The Denver woman is 35 but looks 20, with heavy loop earrings distending her lobes and an enormous bracelet to match. From her clavicles southward, her body is a riot of tattoos—the usual skulls and anchors as well as a large circle with a squiggle inside it on her right arm. (When a visitor points quizzically to the squiggle, she replies politely, "It's a baby in a brain," though the tone of her voice says, "Like, duh.") We shouldn't be misled by the biker look or the faux-'60s talk of changing the world. Robinson is all business—a consummate tradeswoman. In the past 16 months she has found a way to combine her passions for food and pot and make the combination pay, as founder, owner and head baker of Nancy B's Edible Medicine, one of the most successful start-ups in Colorado's newest "industry": medical marijuana.
(See pictures of Cannabis Culture.)
Robinson's muffins and Rice Krispies squares are getting raves. "I have a very high tolerance," said one food critic in the Denver Chronicle, a medical-marijuana blog, "and a 2-dose lemon bar will put me on my ass." "I loved the buzz, which lasted 8 hours," wrote another. "Very functional and social." The growth of Robinson's business has come with the explosion in the number of Colorado's medical-marijuana dispensaries, or centers. Coloradans who are recommended by a doctor and approved by the state go to the centers to buy their pot, either in traditional bud form or as an "infused product" like Robinson's lemon bars, which are 100% organic and laced with a marijuana concentrate. Her success is reflected in the Mile High Macaroons and Cannabis Cups stacked in the new commissary-style kitchen she's rented in the gentrifying neighborhood of City Park West in Denver.
Even with a decent supply of high-grade pot in her walk-in freezer, Robinson can scarcely keep up with demand. She and her two employees (a third is soon to be hired) work six days a week to refine her menu, revise recipes, taste-test hash oil and manage inventory—and still squeeze in time every day to medicate.
"For my ADD," she says. "And some shoulder pain."
Medicate?

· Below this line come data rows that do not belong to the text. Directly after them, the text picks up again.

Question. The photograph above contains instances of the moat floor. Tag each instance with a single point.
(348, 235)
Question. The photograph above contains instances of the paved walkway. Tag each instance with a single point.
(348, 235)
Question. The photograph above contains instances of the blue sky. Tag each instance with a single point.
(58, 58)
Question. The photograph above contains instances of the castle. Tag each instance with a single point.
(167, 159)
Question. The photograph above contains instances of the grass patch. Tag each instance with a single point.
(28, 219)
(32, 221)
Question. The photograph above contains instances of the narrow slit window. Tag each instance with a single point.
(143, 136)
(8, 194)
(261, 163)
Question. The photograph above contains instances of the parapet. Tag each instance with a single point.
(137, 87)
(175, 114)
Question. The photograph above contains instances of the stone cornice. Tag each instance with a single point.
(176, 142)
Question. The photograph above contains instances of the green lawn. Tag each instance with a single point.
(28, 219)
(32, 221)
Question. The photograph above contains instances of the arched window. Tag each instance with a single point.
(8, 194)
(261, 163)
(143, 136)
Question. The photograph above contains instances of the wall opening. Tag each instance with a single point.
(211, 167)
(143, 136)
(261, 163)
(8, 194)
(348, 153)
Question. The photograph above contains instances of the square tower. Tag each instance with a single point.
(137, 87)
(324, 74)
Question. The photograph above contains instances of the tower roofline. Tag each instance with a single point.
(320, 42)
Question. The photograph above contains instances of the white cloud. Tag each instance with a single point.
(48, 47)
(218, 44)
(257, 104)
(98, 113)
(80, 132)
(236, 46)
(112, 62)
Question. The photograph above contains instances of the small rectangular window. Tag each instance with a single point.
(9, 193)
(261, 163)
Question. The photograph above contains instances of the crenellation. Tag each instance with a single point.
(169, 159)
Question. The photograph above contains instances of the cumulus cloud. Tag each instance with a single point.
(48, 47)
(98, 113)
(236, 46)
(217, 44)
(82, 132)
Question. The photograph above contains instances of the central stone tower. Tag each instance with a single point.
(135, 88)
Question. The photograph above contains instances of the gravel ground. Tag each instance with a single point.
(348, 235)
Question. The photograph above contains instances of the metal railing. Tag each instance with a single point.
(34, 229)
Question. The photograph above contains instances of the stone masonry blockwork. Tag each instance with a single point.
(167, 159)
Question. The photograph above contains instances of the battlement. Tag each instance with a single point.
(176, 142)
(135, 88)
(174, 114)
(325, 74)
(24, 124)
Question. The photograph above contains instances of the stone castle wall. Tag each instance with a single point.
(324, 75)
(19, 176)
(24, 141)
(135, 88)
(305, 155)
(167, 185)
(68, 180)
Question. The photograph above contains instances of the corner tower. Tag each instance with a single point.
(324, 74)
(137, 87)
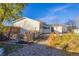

The medical-marijuana industry relies heavily on such genteel euphemisms. To medicate is to smoke pot, and no one in the industry calls pot pot anymore; it's medicine now. Dealers are called caregivers, and the people who buy their dope—medicine, medicine—are patients. There's no irony here, no winks or nudges to signal that someone's leg is being pulled. "After work," says a counter clerk, or budtender, at Briargate Wellness Center, an upscale dispensary serving the tony north side of Colorado Springs, "I'll just go home, kick back, take out the bong and medicate."
The euphemisms are an important element in the larger movement to bring marijuana use out from the shadows, as advocates say, so it can take its place innocently on Americans' nearly infinite menu of lifestyle preferences, from yachting to survivalism to macrobiotic cooking. So far, the strategy is working. Colorado and 13 other states, along with the District of Columbia, have legalized medical marijuana in the past 14 years. More than a dozen other states are considering the idea. Overnight, dispensaries have sprung up in hundreds of towns and cities; billboards touting one outlet's pot over its rivals' are plastered all over Los Angeles. In some parts of California—where marijuana is the biggest cash crop, with total sales of $14 billion annually—medical pot has become such an established part of the commercial base that cities are moving toward taxing it.
It's not clear that even political setbacks discourage, much less stop, the mainstreaming of marijuana. Anti-pot forces cheered on Nov. 2 when voters in four states apparently rejected pro-pot ballot initiatives—including California's Prop 19, which would have legalized possession of an ounce (28 g) of pot or less. But by Election Day, Governor Arnold Schwarzenegger and the state legislature had already rendered Prop 19 moot. A month earlier, he signed a bill that reduced possession of up to an ounce from a misdemeanor to a civil infraction. By Jan. 1, 2011, jaywalkers may have more to fear from California cops than potheads do.
(See cannabis conventions around the country.)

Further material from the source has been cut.